Stuttgart. Verfassungwidrig: Dieses Urteil kommt einer schallenden Ohrfeige für den ehemaligen Ministerpräsident von Baden-Württemberg, Stefan Mappus, gleich. Der Einstieg beim Energieversorger EnBW war eines der Kernprojekte seiner früheren schwarz-gelben Landesregierung. Jetzt urteilt der Staatsgerichtshof in Stuttgart, dass das Vorgehen gegen die Verfassung verstoßen hätte. Doch nicht nur für Mappus ein schwerer Schlag, auch der damalige CDU-Finanzminister und heutige Landtagspräsident Willi Stächele gerät durch das Urteil in Bedrängnis. Grüne und SPD forderten ihn zum Rücktritt auf.

Das Problem: Die Regierung von Ex-Ministerpräsident Stefan Mappus (CDU) hätte das Milliarden-Geschäft Ende 2010 nicht am Landtag vorbei abwickeln dürfen, erklärte der Vorsitzende Richter Eberhard Stilz. Er gab damit Grünen und SPD recht. Am Kauf der EnBW-Aktien durch das Land ändere sich trotz des Urteils aber nichts, versicherte die grün-rote Koalition. Stächele hat laut Urteil die Verfassung verletzt, als er für den Aktien-Deal mit einem Volumen von knapp 4,7 Milliarden Euro ein Notbewilligungsrecht wahrnahm. Somit habe er das Haushaltsrecht des Landtags außer Kraft gesetzt. Das Budgetrecht des Parlaments sei aber ein „Kernelement der Gewaltenteilung“ und ein „wirksames Instrument der parlamentarischen Regierungskontrolle“.

Opposition fordert Rücktritt

„Wir erwarten, dass Herr Stächele von seinem Amt zurücktritt“, sagte Grünen-Fraktionsvize Hans-Ulrich Sckerl. Auch der parlamentarische Geschäftsführer der SPD, Andreas Stoch, betonte, Stächele könne nach dem Urteil nicht mehr glaubwürdig der „Hüter“ der Parlamentsrechte sein. Stächele lehnte die Rücktrittsforderungen ab: „Ich habe damals nach besten Wissen und Gewissen und zum Wohl des Landes entschieden“, sagte er den „Stuttgarter Nachrichten“ (Freitag) am Rand einer Dienstreise in Rumänien. Die Entscheidung zum Rückkauf der EnBW-Anteile sei damals „schwierig“ gewesen, aber „am nächsten Tag fraktionsübergreifend begrüßt worden“.

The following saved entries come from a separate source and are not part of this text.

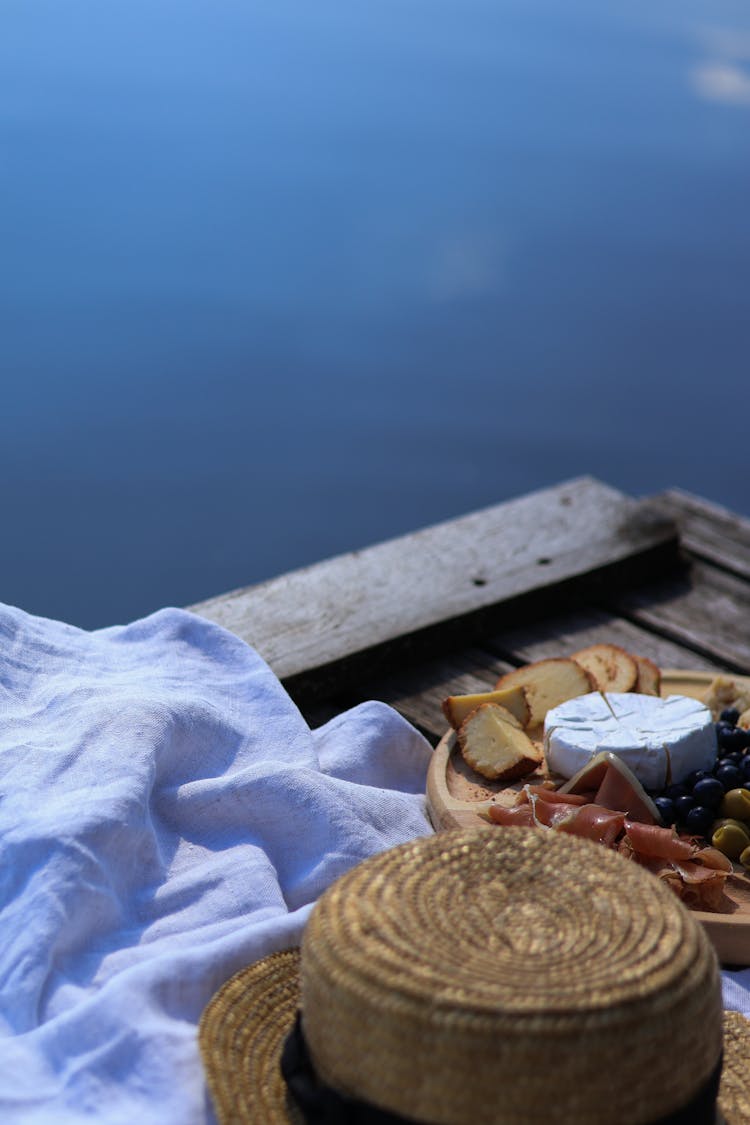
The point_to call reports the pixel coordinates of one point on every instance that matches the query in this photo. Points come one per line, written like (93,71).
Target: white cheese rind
(660,740)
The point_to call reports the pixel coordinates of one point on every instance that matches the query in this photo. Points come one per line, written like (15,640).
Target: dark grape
(730,776)
(708,792)
(732,738)
(694,777)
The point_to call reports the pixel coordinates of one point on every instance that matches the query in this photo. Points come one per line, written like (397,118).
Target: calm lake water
(278,280)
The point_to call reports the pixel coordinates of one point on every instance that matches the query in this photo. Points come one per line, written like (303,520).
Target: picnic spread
(182,797)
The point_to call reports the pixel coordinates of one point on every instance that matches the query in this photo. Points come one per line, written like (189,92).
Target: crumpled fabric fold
(166,817)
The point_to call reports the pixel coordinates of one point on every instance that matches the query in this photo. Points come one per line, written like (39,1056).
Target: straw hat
(485,977)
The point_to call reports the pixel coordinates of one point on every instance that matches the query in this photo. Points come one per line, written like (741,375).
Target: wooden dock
(448,609)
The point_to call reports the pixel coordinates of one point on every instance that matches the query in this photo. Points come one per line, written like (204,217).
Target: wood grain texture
(707,610)
(708,531)
(563,635)
(331,623)
(418,693)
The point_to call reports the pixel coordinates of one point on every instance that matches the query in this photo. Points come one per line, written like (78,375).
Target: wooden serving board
(457,797)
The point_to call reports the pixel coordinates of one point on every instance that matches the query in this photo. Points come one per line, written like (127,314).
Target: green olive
(731,839)
(729,820)
(735,804)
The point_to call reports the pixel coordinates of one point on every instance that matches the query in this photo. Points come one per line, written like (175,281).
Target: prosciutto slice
(696,874)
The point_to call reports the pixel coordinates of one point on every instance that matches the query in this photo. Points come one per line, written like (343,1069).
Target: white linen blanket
(166,817)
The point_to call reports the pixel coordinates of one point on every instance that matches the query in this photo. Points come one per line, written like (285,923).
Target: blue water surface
(279,280)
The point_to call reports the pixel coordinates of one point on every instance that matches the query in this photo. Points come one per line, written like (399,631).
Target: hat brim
(244,1026)
(242,1033)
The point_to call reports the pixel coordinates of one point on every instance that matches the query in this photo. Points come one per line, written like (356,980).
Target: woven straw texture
(494,977)
(734,1092)
(241,1035)
(480,975)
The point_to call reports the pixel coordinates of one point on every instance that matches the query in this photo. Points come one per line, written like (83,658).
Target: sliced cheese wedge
(548,683)
(660,740)
(494,745)
(458,708)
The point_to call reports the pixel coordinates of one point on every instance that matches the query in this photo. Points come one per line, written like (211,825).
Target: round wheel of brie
(660,740)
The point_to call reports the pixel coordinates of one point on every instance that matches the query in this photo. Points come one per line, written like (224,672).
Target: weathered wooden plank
(418,693)
(561,636)
(332,623)
(707,610)
(710,531)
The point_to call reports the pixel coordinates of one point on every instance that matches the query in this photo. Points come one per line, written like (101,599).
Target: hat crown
(495,975)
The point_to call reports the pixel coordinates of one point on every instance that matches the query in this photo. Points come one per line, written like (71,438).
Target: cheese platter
(460,797)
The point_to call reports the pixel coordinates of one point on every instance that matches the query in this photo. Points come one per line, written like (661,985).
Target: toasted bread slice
(548,683)
(610,666)
(724,692)
(649,676)
(458,708)
(494,745)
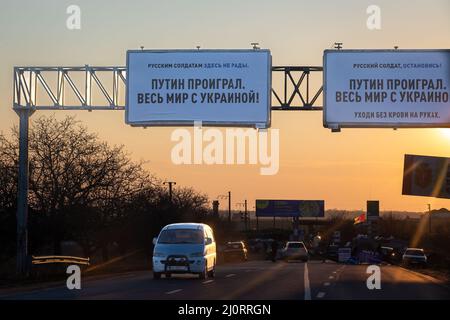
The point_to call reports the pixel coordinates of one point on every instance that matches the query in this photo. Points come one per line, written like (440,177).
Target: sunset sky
(345,169)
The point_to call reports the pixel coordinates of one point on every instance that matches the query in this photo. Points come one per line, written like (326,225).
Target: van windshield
(181,236)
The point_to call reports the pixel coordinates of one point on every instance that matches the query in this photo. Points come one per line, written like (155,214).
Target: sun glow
(445,132)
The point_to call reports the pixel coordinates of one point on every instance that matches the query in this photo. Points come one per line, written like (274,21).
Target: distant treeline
(84,190)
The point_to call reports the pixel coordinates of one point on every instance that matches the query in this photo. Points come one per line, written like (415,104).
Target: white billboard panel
(386,88)
(217,87)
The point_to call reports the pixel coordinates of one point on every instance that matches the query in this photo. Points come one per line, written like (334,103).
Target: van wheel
(156,275)
(212,273)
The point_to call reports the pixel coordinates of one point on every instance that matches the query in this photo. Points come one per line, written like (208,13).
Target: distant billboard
(426,176)
(373,210)
(290,208)
(386,88)
(217,87)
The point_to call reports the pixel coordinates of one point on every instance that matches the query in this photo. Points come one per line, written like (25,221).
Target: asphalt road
(253,280)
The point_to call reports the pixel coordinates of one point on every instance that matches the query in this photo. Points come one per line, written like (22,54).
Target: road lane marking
(321,295)
(306,281)
(207,281)
(174,291)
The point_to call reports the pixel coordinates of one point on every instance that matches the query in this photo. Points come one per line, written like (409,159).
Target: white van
(185,248)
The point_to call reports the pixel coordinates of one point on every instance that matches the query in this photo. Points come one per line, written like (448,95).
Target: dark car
(389,255)
(414,256)
(235,251)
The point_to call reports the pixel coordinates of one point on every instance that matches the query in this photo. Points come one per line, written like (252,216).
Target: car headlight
(197,254)
(158,255)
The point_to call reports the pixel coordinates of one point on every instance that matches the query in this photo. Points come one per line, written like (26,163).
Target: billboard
(217,87)
(426,176)
(386,88)
(373,210)
(290,208)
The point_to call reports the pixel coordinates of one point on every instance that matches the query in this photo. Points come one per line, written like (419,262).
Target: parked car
(389,254)
(185,248)
(295,250)
(414,256)
(235,250)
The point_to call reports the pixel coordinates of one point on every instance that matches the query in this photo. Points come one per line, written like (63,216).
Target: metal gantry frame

Mappus hatte sein Verfahren Ende 2010 damit gerechtfertigt, dass eine Vorab-Information ein Verstoß gegen das Aktienrecht gewesen wäre. Außerdem habe der französische Staatskonzern EDF als Verkäufer der Aktien darauf bestanden, dass es keinen Parlamentsvorbehalt gebe. Für die alte Regierung meinte Anwalt Klaus-Peter Dolde, die einzige Alternative sei gewesen: „Dann gibt es das Geschäft eben nicht.“

Stilz sagte dazu, solche Befürchtungen seien nicht prinzipiell von der Hand zu weisen. Wie das Land künftig die Entscheidungsfindung über derartige Geschäfte regele, sei Sache des Parlaments und nicht des Staatsgerichtshofs. Es gebe aber die Möglichkeit, ein Gremium des Landtags zu schaffen – vergleichbar mit dem Ausschuss des Bundestags zu den Geheimdiensten -, das solche Geschäfte unter größter Geheimhaltung beraten könne. Auch der Finanzausschuss könne dafür zuständig sein, regte der Richter an.